The problem of this type of redundant information storage is addressed by a third prior art method of database system storing information which will be referred to as hierarchical databases, or tree-structure databases. A hierarchical database consists of a series of sets and subsets which store information. For storing geographical information in such a database, a country comprises a set of states. Each state includes a set of counties, and each county includes a set of cities.
The above example consist of four levels, or classes: country, states, counties, and cities. The example further comprises three relationships, or links: country to state, state to county, and county to city. The hierarchical database makes use of the observation that there is a natural progression from one level to the next level in the above relationships.

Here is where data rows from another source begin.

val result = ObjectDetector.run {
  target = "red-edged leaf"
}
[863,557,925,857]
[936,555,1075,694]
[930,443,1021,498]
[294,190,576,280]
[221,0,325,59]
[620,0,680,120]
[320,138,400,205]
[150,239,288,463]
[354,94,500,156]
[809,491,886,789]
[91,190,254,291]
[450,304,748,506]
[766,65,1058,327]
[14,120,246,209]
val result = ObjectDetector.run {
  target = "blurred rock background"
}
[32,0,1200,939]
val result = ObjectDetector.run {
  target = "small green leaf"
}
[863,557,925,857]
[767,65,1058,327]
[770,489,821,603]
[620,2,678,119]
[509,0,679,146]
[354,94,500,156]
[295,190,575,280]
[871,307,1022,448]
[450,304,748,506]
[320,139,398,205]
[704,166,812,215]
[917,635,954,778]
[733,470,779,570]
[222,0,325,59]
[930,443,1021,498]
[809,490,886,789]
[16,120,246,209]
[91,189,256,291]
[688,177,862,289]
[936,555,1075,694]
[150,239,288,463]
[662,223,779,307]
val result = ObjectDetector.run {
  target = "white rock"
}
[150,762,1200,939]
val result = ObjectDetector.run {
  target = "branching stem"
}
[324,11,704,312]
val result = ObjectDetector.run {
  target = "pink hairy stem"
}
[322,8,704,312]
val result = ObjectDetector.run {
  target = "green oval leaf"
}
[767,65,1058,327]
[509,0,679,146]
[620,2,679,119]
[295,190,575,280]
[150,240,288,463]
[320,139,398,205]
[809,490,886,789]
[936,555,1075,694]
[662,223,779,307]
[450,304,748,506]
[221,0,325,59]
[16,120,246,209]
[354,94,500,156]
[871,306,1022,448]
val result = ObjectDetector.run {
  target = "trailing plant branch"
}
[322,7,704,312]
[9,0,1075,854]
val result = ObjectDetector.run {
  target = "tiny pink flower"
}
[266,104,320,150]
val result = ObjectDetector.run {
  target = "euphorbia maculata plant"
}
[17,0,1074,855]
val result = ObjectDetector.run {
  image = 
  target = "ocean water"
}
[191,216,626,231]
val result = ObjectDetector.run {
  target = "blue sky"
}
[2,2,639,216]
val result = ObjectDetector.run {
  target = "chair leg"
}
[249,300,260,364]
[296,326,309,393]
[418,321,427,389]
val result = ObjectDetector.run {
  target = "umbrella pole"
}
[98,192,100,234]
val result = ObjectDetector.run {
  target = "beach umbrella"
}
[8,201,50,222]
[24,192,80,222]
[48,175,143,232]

The data relationships can be structured as a "tree" with the top, e.g., country in the above example, at the root node and the bottom level, e.g. city, at the "leaf" node level.
Due to the hierarchical or set-subset nature of the data in such a database, less space is required to store the information in a database. In progressing from the root node to the leaves, each successive level "inherits" the information of all levels above it. Hence, there is no need to repeat this information. The information is contained in the information which links the node in question to the node above it in the tree. The node from which a given node inherits is often referred to as its "parent".
In addition to providing more efficient storage for hierarchically ordered data, queries based on this database often may be answered without searching through all of the leaf nodes or keeping separate search tables. For example, all the cities contained within a state may be easily found by tracing from the entry in the state set for the state in question, through the county sets linked to that state, and then collecting all the cities linked to the counties found.
The advantages of the hierarchical database, however, are realized only when the information within the records of the database lends itself to a natural hierarchical ordering. Although some of the information in a typical database is hierarchical in nature, it is rarely found that all of the information may be organized into a single tree structure. If multiple trees are needed to represent the data, then complex queries must be processed in a manner analogous to that described above and the multiple result lists be combined. The combining of the results requires approximately the same computational workload as that obtained in search table ordered databases.